What's the FRRP point?
The Financial Reporting Review Panel has just released its latest report on company accounting, delivering its usual blend of facts and figures about what it has done
The Financial Reporting Review Panel has just released its latest report on company accounting, delivering its usual blend of facts and figures about what it has done
The results are almost entirely meaningless. What are we to make of the fact
that 49 companies changed their accounting as a result of
FRRP investigations?
And that something over 200 companies were featured this year?
One of the great achievements the body announced last year was that it was
being ‘proactive’, and looking at companies randomly without being tipped off.
Any organisation that boasts about being proactive, you might think, can’t be
the most dynamic on earth.
No doubt issuing these reports provides stimulating work (and a good wage)

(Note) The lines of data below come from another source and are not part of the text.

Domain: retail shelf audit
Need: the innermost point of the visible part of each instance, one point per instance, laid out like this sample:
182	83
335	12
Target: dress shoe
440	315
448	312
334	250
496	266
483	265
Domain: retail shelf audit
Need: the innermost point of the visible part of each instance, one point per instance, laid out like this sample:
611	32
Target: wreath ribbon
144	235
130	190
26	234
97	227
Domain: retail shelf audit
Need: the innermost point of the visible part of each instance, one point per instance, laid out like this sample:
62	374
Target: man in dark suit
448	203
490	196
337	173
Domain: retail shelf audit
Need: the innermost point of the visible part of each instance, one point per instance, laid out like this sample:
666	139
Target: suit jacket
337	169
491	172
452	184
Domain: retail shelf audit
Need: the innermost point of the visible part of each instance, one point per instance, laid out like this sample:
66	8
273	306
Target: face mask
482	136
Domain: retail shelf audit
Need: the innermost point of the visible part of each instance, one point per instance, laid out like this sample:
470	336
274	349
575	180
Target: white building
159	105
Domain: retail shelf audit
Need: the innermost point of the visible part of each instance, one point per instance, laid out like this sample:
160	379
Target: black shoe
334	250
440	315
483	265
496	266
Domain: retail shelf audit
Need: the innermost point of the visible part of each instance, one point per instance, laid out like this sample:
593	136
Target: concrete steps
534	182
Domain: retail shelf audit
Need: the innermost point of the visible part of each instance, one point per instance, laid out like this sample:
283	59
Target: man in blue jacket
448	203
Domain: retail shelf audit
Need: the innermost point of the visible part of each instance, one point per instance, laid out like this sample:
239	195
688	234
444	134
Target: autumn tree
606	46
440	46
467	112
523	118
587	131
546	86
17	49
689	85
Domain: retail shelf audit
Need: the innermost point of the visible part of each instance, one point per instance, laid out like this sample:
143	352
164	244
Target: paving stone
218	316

for the panel but you have to ask what it’s doing for the rest of us. The FRRP
takes the view, in common with the rest of the Financial Reporting Council, that
working behind the scenes is best.
FRRP chairman Bill Knight said this week: ‘The panel believes that the best
regulation is by agreement. The panel relies on the willingness of directors to
discuss their accounts with us openly, so we can understand the basis for their
decisions.’
But what do we gain?
We don’t know which companies have had problems with their accounts, and what
kind of problems.
If there are issues of significance to be raised, they should be raised in
public. Investors have a right to know that the companies they own have problems
in the books.
If the issues are not all that significant, then why have the FRRP at all? If
all it is doing is ticking people off for not dotting their ‘i’s and crossing
their ‘t’s, then the world can get along fine without it.